Après avoir publié le portrait de Gustave Courbet dans « La Claire Fontaine », David Bosc se penche sur la destinée de Sonia Araquistáin, une artiste disparue tragiquement.
L’histoire est troublante. Sonia Araquistáin, vingt-trois ans, se suicide en sautant par la fenêtre de sa chambre un matin de septembre 1945, entièrement dévêtue. Elle vivait avec son père, ambassadeur d’Espagne, à Queensway, Bayswater.

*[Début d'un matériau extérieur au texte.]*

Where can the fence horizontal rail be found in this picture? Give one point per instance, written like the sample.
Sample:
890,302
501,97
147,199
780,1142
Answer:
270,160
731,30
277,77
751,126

Qui était Sonia Araquistáin, cette artiste mystérieuse dont on a jamais entendu parler? Disparue prématurément, elle a laissé peu de traces. Quelques articles parus à l’époque des faits n’éclairent guère sur les tourments qui l’ont précipitée dans le vide et attribuent son geste fatal à… un déséquilibre mental. Une hérésie pour le poète surréaliste Georges Henein qui lui rend un hommage bouleversant « …Pour que cette femme déploie l’éventail de sa chute, pour qu’elle gifle à jamais l’indolence de l’espace, pour que de son beau visage de cristal brisé, elle épouse la terre ferme, creusez… »
Dans « Mourir et puis sauter sur son cheval », David Bosc creuse les rares indices pour nous raconter cette femme si singulière. A travers un journal imaginaire, il reconstitue les moments émouvants de sa brève vie d’artiste, invente ses notes de lectures, ses projets et croquis inachevés. Sonia, que seul l’art apaise nous parle de sa passion « dans le dessin aucun trait n’est premier. Il n’y a pas de point final. …» avant de détailler « j’ai commencé un nouveau portrait de papa dans son fauteuil, je n’ai fait que l’oreille,… et ce matin, j’ai compris que je ne dessinerai plus de visages. J’ai d’abord dédoublé l’oreille symétriquement, en papillon, en adoptant le rythme des circonvolutions de la chair et du cartilage ».
Sans se soucier de l’heure ou du temps qui passe, Sonia erre de plus en plus tard dans la nuit, dévalant les ruelles londoniennes, tourbillonnant au gré de ses envies comme exaltée par une soif de liberté inassouvie. Au détour d’un chemin, elle nous glisse quelques confidences sur ses amants comme ce jeune Hongrois qu’elle a écouté pendant des heures, se laissant envelopper par cette langue « aux propriétés de parfum ».
« Je ne sais à peu près rien de la vraie Sonia, Sonia Araquistáin, des bribes, ce ne sont ici que fantaisies.… » reconnaît David Bosc. La vraie Sonia est pourtant bien présente. Une photo d’elle, à la dernière du livre, nous montre une jeune femme aux traits harmonieux, un beau visage pâle, des yeux qu’elle aurait aimé bleus. La tête légèrement baissée, elle sourit. Une belle fin pour ce roman brillant et intense.
David Bosc est né en France et vit à Lausanne depuis de nombreuses années. Il a également brossé le portrait de Gustave Courbet, « La Claire Fontaine » publié en 2013 , sélectionné pour le Prix Goncourt et lauréat du Prix Marcel-Aymé, du Prix Fédéral de littérature et du Prix Thyde Monnier de la SGDL.